The bourse’s worst performers list yesterday was also dominated by glove players.
The discovery of a workable inoculation would mean that Covid-19 cases globally would naturally decline and the demand for gloves would also suffer a major hit.
FBM KLCI-linked glove makers, Top Glove Corp Bhd and Hartalega Holdings Bhd, fell by 10.3% and 11.9%, respectively, and dragged down the bellwether index of Bursa Malaysia by 11.67 points and 11.52 points, respectively.
Surely, the impact of Russia’s vaccine, dubbed as Sputnik V, was not only felt by the glove players alone.
The broader Healthcare Index declined by over 6% and was the worst performing index of the day, followed by the Energy Index.
Many companies that have previously announced their venture into the personal protective equipment (PPE) business to ride on the Covid-19 bandwagon suffered a major blow on their share prices.
However, not all healthcare players turned red.
While the Sputnik V vaccine by Russia offers a fresh sign of hope against the devastating pandemic, it is still early to celebrate.
The vaccine has yet to undergo the Phase 3 efficacy trial, which is crucial to confirm the inoculation’s safety. It remains to be seen how effective the Sputnik V vaccine will be against the coronavirus.
Malacca Securities Research expects investors to return to the healthcare stocks, which have been trading at overheated levels, after a correction.
“The pullback in healthcare stocks is deemed to be healthy for investors to digest their recent gains before returning to the scene again in the foreseeable future, ” said the research firm.
Bloomberg quoted Citi Research analyst Megat Fais as saying that the rally seen among glove stocks in Asia would continue, despite news of a potential vaccine.
Megat noted that the lead time on orders to Asian glove makers have lengthened to about 12 months from pre-Covid levels of one to two months.
“Even with a vaccine, a structural step-up in glove usage is on the cards as the pandemic may well accelerate the narrowing of the gap between emerging-market and developed-market glove consumption, ” the analyst said in a note.

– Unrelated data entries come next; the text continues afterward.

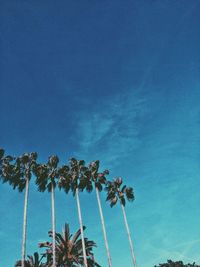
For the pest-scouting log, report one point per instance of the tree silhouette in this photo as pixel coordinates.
(171, 263)
(69, 250)
(46, 180)
(93, 178)
(116, 191)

FBM KLCI continued its decline for the fourth straight day, down by 8.1 points or 0.52% to 1,556.64 points.
Banks and Genting closed higher yesterday but the gains were not enough to prevent the FBM KLCI from slipping into the red as investors took profit on Top Glove and Hartalega.
Public Bank rallied 48 sen to RM17.40 and added 2.87 points to the index while Maybank added 16 sen to RM7.65 and boosted the index by 2.77 points. CIMB was up 10 sen to RM3.54 and Hong Leong Bank eight sen to RM15.
Across the stock exchange, sentiment was overwhelmingly bad, with about three to one or 907 losers to 315 gainers. A total of 295 counters were unchanged.
Daily trading volume was robust with 19.18 billion shares, valued at RM7.94bil.
The euphoria on oil and gas players seen a day earlier appears to be short-lived while jewellers such as Tomei Consolidated Bhd and Poh Kong Holdings Bhd pared losses with a late evening push, after being hammered down badly earlier in the day.
For context, Tomei and Poh Kong rose 11.9% and 12.8%, respectively.
A trader told StarBiz that investors have turned cautious ahead of the second-quarter gross domestic product data to be announced tomorrow.
“Investors need clarity on the outlook for the economy for the second half, ” he said.
Looking ahead, Hong Leong Investment Bank Research said the broader market sentiment on Bursa Malaysia is likely to remain subdued in the next few days, amid extended profit-taking consolidation particularly on penny stocks and lower liners.
“However, we reckon that rotational sectoral buying (such as energy, financial services, healthcare, technology, ACE Market and others) will continue to keep overall trading volume buoyant.
“Overall, there is no change to the general trend for the FBM KLCI, as it is still locked in a sideways band with a slight negative bias in wake of the ongoing domestic political uncertainty, a weak August reporting season, the increasing numbers of new Covid-19 clusters, and intensified US-China geopolitical tension.
“Key supports are situated at 1511-1549-1556 while resistances fall on 1579-1591-1618 levels, ” it said.